Weather Forecasting Model: Architecture and Training Report

This report outlines the technical implementation of a multi-task Convolutional Neural Network (CNN) designed for 24-hour atmospheric forecasting using multi-year meteorological datasets (2018–2021).

1. Model Architecture

The model, WeatherCNN, uses a deep spatial feature extractor coupled with a multi-task prediction head.

Feature Extraction (Convolutional Layers)

The backbone consists of sequential blocks designed to downsample spatial resolution while increasing feature depth:

Input Stage: Accepts a 42-channel tensor representing various atmospheric variables (e.g., temperature, pressure, wind).
Layer 1: ConvLayer (42 $\rightarrow$ 64 filters, $3 \times 3$ kernel) followed by BatchNorm2d and ReLU.
Pooling: MaxPool2d ($2 \times 2$ kernel, stride 2) reduces the spatial dimensions.
Layer 2: ConvLayer (64 $\rightarrow$ 128 filters, $3 \times 3$ kernel) followed by BatchNorm2d and ReLU.
Global Pooling: A second MaxPool2d layer further abstracts the spatial features.

Prediction Head (Fully Connected)

The model utilizes a LazyLinear layer in the FCLayer class. This allows the model to automatically infer the flattened input size from the convolutional backbone, outputting a 7-dimensional vector:

Indices 0–5: Continuous variables (Regression).
Index 6: Event probability (Classification).

2. Data Pipeline & Preprocessing

NaN Sanitization

Meteorological data often contains missing values that can destabilize training. This pipeline employs a three-tier cleaning strategy:

Scanning: A utility identifies "dirty" files containing NaNs across 42 channels.
Specific Logic: Channel 5 (DSWRF at surface) contains legitimate NaNs during nighttime. These are explicitly imputed with 0.0 within the WeatherDataset class.
Filtering: Any file containing NaNs in non-exempt channels is excluded from the training indices.

Normalization

To ensure stable gradient descent, both inputs and targets are scaled:

Inputs: Per-channel Z-score normalization using pre-computed means and standard deviations from the training set.
Targets: Regression targets are normalized. During training, the model predicts in the normalized space, while "real-unit" MSE and RMSE are tracked for interpretability.

3. Training Protocol

The model was trained on a single NVIDIA GPU using a multi-task loss approach.

Component	Specification
Optimizer	AdamW
Learning Rate	$1 \times 10^{-5}$
Batch Size	128
Gradient Clipping	$\text{max_norm} = 1.0$
Lead Time	24 Hours

Loss Function

The training objective minimizes a combined loss: $$L_{total} = L_{MSE}(\text{Regression}) + L_{BCEWithLogits}(\text{Classification})$$

4. Training Results (Logs Summary)

Training logs below combine work from two setups: the original 42-channel report (Darius) and Subhanga-6 feature CNN training on the Tufts CS 137 cluster.

Darius — 42-channel baseline

The model showed strong convergence within the first three epochs, particularly in the classification task.
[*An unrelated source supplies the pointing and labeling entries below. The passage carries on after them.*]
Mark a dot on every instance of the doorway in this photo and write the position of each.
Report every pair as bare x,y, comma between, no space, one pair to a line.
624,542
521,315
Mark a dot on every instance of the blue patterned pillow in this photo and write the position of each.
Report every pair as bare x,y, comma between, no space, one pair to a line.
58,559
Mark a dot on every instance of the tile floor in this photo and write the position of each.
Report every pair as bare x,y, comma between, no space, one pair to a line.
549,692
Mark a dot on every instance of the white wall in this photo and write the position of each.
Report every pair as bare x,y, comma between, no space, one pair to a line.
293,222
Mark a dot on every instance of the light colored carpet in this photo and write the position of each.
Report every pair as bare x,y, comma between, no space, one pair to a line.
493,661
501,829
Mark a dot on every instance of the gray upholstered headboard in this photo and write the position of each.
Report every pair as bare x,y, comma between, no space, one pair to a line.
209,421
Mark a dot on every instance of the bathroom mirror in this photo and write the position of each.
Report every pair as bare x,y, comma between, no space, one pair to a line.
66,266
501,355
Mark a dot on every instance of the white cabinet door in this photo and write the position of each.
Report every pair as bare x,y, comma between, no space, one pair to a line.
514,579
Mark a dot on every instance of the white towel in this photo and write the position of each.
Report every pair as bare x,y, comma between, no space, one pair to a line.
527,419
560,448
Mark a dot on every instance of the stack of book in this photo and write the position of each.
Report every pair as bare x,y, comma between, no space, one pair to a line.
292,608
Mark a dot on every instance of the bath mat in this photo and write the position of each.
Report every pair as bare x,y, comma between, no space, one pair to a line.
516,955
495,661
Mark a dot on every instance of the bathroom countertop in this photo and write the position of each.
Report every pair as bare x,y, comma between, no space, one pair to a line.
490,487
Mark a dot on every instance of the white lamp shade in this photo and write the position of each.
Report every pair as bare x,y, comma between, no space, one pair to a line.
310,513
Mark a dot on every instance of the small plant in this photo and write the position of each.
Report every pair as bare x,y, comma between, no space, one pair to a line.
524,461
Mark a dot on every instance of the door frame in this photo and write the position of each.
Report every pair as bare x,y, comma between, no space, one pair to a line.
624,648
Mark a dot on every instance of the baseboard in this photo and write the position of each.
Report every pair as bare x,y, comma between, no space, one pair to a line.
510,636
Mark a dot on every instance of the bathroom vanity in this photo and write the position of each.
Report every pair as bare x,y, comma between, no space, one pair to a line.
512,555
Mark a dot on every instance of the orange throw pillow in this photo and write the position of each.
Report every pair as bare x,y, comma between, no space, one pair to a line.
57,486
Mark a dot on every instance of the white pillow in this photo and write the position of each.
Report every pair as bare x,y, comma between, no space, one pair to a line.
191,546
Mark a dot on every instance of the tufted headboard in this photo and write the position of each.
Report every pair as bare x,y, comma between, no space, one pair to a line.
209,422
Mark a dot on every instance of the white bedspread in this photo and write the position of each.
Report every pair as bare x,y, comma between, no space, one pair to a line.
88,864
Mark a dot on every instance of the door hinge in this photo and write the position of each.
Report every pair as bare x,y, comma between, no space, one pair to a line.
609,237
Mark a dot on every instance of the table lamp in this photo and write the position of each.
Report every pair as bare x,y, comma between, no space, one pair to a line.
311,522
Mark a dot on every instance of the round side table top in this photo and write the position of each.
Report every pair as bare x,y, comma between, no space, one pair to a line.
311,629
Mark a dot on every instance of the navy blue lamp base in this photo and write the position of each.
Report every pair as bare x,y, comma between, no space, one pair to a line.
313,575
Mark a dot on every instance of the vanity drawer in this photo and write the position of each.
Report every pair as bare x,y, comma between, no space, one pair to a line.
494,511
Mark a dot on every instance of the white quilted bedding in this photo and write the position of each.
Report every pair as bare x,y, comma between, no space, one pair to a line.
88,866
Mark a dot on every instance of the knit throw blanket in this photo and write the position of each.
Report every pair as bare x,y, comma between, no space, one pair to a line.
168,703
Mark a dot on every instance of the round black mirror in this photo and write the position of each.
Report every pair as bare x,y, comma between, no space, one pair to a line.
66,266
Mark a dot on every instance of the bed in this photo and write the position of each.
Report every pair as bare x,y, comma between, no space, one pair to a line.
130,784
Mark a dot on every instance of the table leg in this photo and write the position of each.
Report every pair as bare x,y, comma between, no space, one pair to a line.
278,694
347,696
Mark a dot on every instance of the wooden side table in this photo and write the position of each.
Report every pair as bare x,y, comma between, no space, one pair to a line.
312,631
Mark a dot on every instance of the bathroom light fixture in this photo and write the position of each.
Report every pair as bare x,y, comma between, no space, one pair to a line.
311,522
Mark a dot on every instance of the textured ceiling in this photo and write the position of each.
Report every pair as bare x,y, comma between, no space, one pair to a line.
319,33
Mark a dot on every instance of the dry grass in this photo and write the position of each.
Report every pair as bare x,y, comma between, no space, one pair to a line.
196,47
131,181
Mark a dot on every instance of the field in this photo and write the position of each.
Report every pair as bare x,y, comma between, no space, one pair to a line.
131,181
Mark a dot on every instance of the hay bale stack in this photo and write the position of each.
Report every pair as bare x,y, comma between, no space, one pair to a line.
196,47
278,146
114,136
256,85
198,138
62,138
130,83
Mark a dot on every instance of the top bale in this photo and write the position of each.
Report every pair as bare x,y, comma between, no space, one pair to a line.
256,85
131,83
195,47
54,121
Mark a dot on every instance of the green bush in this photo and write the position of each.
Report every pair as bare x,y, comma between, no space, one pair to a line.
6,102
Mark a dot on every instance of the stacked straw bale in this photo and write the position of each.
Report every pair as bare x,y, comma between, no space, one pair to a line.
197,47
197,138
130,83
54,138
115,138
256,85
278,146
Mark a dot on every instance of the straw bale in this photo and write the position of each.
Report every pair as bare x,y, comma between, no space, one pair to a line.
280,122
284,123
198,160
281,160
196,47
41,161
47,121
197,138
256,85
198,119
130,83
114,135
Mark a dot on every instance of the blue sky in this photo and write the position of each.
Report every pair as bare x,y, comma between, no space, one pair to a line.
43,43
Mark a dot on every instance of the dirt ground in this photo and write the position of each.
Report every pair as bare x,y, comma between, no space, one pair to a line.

Epoch	Avg Reg Loss (Norm)	Avg Cls Loss
0	1.1367	0.1628
1	0.6316	0.0801
2	0.4956	0.0589
3	0.6304	0.0496

Analysis:

Rapid convergence: The model effectively learned the primary variance of the weather patterns within two epochs, cutting the real-unit RMSE by more than half.
Stability: BatchNorm and AdamW prevented gradient spikes despite the high dynamic range of the input weather data.
Best model: The lowest total loss ($0.5546$) was achieved at Epoch 2, after which the model was saved as the production checkpoint.

Checkpoint: checkpoints/best_model.pt.

Subhanga-6 feature CNN (Tufts HPC / CS 137)

Cluster layout (homework)

	Path
Repo (on cluster)	`/cluster/tufts/c26sp1cs0137/supadh03/SkyOracle/`
Dataset	`/cluster/tufts/c26sp1cs0137/data/assignment2_data/dataset`
Checkpoints (general)	`/cluster/tufts/c26sp1cs0137/supadh03/SkyOracle/checkpoints`
This run (Subhanga)	`/cluster/tufts/c26sp1cs0137/supadh03/SkyOracle/checkpoints/subhanga`

Hardware and Python stack

GPU: NVIDIA A100-PCIE-40GB, CUDA 12.9
PyTorch (module): module load pytorch/2.8.0-cuda12.9-cudnn9
Environment: conda activate base on the HPC; training driven from that stack instead of a one-off venv (avoids missing-package issues on compute nodes).

Iteration notes (representative job timeline)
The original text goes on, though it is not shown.